Fig. 2 CO₂ hotspots during the manufacture of a BEV
Fig. 3: Improving the battery’s carbon footprint (click to enlarge)

Volkswagen notes that there is still great potential for reduction in the rest of the value chain, for example in cathode material production or graphite for the anode. In addition to the potential in the battery supply chain, the company is currently analyzing measures for other “hotspots” such as steel or aluminum. Electricity from renewable energies is already being purchased at the BEV production site in Zwickau.

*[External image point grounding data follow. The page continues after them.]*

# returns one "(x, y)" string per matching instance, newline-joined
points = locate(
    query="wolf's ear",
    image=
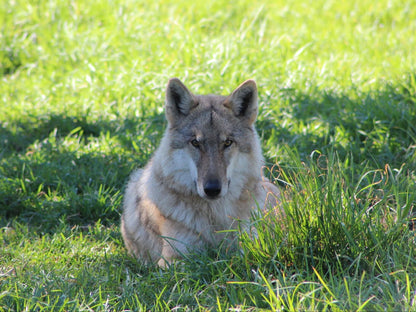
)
(243, 101)
(179, 100)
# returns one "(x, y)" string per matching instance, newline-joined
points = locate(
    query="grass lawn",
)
(81, 105)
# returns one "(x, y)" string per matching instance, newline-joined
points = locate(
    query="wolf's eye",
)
(195, 143)
(228, 143)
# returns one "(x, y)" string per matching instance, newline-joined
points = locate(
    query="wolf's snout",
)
(212, 188)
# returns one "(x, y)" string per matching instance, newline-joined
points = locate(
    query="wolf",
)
(205, 176)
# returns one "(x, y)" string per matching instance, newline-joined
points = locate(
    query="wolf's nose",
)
(212, 188)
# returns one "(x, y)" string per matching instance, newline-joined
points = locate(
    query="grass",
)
(82, 87)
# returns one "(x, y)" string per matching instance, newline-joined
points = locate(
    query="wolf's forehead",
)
(212, 122)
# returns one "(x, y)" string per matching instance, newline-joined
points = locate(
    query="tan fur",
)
(204, 177)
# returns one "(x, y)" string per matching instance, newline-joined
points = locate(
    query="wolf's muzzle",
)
(212, 188)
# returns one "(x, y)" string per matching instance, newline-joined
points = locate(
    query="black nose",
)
(212, 188)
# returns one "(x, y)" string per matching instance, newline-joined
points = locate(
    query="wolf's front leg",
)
(178, 241)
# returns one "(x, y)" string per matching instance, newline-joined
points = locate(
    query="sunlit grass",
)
(81, 106)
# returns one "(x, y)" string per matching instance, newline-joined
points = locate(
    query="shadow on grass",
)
(50, 173)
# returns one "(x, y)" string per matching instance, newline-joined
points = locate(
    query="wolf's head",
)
(213, 146)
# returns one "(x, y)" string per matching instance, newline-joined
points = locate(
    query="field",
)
(81, 105)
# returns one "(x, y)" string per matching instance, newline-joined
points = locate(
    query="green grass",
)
(82, 91)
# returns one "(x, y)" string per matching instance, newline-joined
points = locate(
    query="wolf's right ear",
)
(179, 100)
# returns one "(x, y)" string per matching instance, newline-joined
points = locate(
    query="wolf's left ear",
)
(179, 100)
(243, 101)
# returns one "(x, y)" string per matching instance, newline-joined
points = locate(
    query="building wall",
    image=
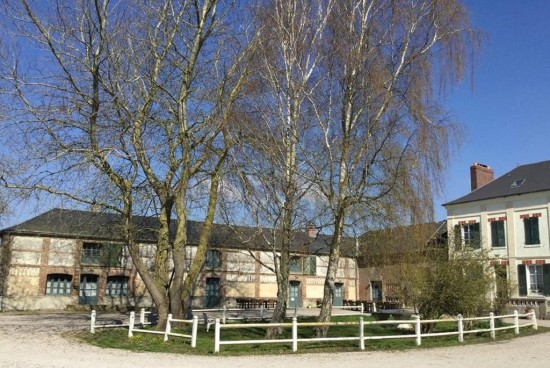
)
(32, 259)
(512, 210)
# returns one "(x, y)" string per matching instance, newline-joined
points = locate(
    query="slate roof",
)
(537, 179)
(101, 226)
(402, 240)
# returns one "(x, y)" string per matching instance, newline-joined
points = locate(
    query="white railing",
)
(94, 325)
(361, 338)
(359, 308)
(168, 330)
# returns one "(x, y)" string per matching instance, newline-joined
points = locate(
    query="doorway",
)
(338, 299)
(294, 294)
(376, 290)
(212, 292)
(88, 290)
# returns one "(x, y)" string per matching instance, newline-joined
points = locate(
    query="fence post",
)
(294, 334)
(131, 324)
(194, 331)
(418, 331)
(460, 328)
(217, 336)
(142, 316)
(534, 320)
(92, 322)
(361, 333)
(492, 324)
(168, 327)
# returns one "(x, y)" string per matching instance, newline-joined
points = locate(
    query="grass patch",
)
(142, 342)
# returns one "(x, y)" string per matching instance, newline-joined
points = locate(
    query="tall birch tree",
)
(384, 134)
(129, 108)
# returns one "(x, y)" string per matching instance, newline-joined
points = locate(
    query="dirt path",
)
(34, 341)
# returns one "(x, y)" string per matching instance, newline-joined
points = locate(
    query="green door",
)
(376, 289)
(338, 299)
(294, 294)
(212, 292)
(88, 290)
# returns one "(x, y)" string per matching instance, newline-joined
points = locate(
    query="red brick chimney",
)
(480, 175)
(312, 230)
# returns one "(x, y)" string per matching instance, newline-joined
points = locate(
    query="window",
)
(213, 259)
(304, 265)
(498, 237)
(108, 255)
(310, 265)
(534, 279)
(536, 285)
(471, 235)
(117, 285)
(531, 227)
(58, 284)
(467, 235)
(295, 265)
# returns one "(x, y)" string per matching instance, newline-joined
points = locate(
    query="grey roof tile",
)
(537, 179)
(103, 226)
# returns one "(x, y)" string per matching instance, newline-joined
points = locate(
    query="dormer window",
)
(517, 183)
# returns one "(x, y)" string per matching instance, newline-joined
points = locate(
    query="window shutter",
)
(522, 280)
(476, 236)
(546, 279)
(458, 237)
(535, 230)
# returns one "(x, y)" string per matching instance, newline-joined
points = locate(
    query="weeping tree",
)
(383, 132)
(290, 35)
(129, 107)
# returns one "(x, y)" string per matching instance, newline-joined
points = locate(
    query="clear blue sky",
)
(507, 114)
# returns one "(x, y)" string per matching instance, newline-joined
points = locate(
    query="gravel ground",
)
(28, 341)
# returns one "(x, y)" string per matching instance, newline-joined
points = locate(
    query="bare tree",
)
(291, 34)
(383, 134)
(130, 109)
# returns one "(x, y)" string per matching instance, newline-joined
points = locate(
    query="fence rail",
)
(361, 338)
(95, 324)
(168, 330)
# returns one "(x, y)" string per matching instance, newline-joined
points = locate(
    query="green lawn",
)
(118, 338)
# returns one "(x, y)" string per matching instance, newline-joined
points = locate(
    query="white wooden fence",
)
(95, 324)
(360, 337)
(168, 330)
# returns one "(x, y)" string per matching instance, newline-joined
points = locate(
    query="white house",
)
(508, 217)
(66, 257)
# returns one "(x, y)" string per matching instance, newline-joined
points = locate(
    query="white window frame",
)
(534, 272)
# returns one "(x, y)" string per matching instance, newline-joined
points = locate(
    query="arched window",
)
(213, 259)
(117, 286)
(58, 284)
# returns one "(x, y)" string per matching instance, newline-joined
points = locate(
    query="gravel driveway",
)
(28, 341)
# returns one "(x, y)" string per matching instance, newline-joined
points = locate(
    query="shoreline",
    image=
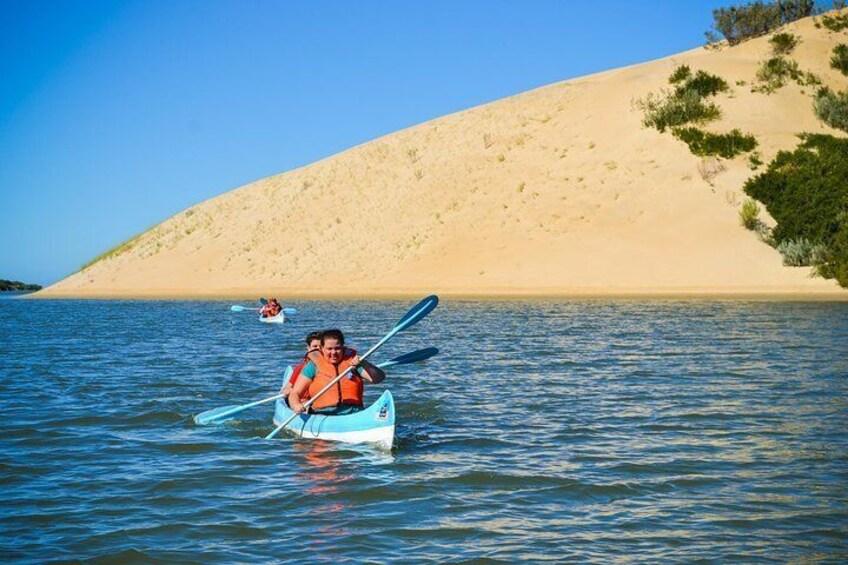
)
(575, 293)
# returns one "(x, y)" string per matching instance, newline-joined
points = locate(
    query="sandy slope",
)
(556, 191)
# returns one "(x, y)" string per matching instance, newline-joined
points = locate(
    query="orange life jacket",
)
(347, 391)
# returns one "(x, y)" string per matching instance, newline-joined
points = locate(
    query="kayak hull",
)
(278, 319)
(373, 425)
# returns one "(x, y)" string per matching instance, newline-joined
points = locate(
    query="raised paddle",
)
(416, 314)
(218, 415)
(237, 308)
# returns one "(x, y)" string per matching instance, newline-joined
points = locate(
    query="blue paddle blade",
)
(415, 356)
(208, 417)
(418, 312)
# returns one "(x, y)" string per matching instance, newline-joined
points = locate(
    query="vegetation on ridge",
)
(839, 59)
(686, 104)
(739, 23)
(832, 108)
(805, 192)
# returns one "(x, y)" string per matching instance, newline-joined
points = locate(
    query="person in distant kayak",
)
(271, 309)
(313, 343)
(332, 359)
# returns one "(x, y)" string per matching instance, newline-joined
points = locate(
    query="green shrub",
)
(783, 43)
(832, 108)
(755, 160)
(680, 74)
(727, 145)
(802, 252)
(703, 83)
(775, 71)
(738, 23)
(675, 109)
(805, 192)
(749, 215)
(839, 60)
(837, 22)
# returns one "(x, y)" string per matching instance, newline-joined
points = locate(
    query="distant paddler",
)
(270, 309)
(324, 365)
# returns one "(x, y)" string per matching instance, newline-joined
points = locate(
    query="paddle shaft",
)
(212, 416)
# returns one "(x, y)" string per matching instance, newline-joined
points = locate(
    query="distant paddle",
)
(219, 415)
(238, 308)
(415, 315)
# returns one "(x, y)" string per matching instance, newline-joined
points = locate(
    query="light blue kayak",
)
(278, 319)
(375, 424)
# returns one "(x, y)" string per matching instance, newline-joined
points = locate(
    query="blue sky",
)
(116, 115)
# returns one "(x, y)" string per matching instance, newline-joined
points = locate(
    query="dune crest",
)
(555, 191)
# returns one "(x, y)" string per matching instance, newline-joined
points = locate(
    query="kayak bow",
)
(375, 424)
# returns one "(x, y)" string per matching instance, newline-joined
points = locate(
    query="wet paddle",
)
(218, 415)
(416, 314)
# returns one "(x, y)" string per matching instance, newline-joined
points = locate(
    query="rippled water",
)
(582, 431)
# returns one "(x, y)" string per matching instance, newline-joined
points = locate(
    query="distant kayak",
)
(278, 319)
(375, 424)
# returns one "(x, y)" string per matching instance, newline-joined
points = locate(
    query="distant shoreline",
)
(587, 293)
(18, 286)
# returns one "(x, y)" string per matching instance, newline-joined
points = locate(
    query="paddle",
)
(237, 308)
(217, 415)
(416, 314)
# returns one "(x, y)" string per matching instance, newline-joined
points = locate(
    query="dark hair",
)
(332, 334)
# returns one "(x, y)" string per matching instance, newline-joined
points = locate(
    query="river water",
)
(545, 431)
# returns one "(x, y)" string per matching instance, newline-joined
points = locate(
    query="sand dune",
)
(556, 191)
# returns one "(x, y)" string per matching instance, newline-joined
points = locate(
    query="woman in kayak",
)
(271, 309)
(313, 343)
(332, 359)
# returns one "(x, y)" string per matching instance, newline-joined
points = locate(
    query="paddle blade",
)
(210, 416)
(415, 356)
(418, 312)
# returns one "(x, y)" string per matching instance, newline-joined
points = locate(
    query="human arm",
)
(369, 372)
(297, 391)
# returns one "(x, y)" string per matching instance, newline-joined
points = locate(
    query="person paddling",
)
(324, 365)
(313, 343)
(271, 308)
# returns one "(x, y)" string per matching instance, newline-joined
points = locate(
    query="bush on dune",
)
(726, 145)
(670, 110)
(686, 104)
(783, 43)
(839, 59)
(836, 22)
(739, 23)
(703, 83)
(805, 192)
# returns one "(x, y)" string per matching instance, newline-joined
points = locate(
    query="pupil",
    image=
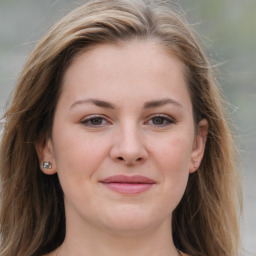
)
(96, 121)
(158, 120)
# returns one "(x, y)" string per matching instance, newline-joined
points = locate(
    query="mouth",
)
(128, 184)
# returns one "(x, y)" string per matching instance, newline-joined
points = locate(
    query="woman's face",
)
(123, 140)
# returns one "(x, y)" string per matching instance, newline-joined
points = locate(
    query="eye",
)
(95, 121)
(160, 120)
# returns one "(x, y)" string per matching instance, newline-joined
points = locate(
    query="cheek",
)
(78, 154)
(172, 158)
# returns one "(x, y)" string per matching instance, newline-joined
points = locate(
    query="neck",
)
(89, 240)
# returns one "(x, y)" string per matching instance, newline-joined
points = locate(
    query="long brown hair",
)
(32, 209)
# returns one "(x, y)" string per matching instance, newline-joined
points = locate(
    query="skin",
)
(92, 141)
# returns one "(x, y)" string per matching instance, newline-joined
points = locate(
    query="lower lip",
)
(128, 188)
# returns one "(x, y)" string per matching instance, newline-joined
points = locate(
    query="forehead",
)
(135, 68)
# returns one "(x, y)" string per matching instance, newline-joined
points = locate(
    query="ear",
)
(45, 153)
(198, 146)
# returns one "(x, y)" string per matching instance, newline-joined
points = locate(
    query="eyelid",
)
(171, 120)
(94, 116)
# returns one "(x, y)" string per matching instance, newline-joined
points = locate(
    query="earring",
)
(195, 163)
(47, 165)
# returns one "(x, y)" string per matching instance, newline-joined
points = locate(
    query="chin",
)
(130, 220)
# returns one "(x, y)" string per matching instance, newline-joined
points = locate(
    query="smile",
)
(128, 184)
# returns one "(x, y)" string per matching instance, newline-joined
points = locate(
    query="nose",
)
(128, 147)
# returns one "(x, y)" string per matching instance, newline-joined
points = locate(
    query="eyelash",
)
(88, 121)
(166, 119)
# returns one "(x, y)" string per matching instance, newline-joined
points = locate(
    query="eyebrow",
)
(96, 102)
(148, 104)
(161, 102)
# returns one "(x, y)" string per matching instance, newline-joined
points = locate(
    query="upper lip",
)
(128, 179)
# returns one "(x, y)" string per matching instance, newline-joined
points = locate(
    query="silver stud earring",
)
(47, 165)
(195, 163)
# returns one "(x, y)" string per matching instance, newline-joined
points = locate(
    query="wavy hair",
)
(32, 217)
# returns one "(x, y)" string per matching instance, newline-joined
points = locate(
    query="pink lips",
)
(128, 184)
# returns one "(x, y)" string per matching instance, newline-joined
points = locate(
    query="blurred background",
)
(228, 29)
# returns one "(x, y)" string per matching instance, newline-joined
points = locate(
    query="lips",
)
(128, 184)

Charging with green electricity is important

Volkswagen emphasizes that the BEV’s charging current is even more important than improving the supply chain. Even with today’s European electricity mix, the BEV significantly reduces CO2 emissions. With the energy transition, the electricity mix will be continuously lower in CO2, which has a correspondingly positive effect on the BEV’s CO2 balance. “No other energy source has already been decarbonised as strongly as electricity, and no other energy source describes further decarbonisation so clearly. This means that the BEV is the technology that already has the greatest climate effect today and whose CO2 reduction will be even greater in the future, ”said the Wolfsburg-based company.

As renewable electricity is a valuable resource, it should be used as efficiently as possible, emphasizes Volkswagen. For mobility applications, the direct use of electricity in the form of battery-electric driving is more efficient than all other alternatives. Therefore, locally generated, CO2-neutral electricity should be used with priority in BEVs – and plug-in hybrid vehicles. Economic analyzes of various energy sources and drives, including possible imports of synthetic fuels (“e-fuels”) or so-called regenerative hydrogen (eH2) from sunny and windy regions, showed that battery-electric driving is the most cost-effective solution for the majority of customers.

“E-mobility makes it possible to achieve a significant CO2 effect with technology that is already available today, and thus makes an important contribution by Volkswagen on the way to achieving the Paris climate goals,” Volkswagen concludes.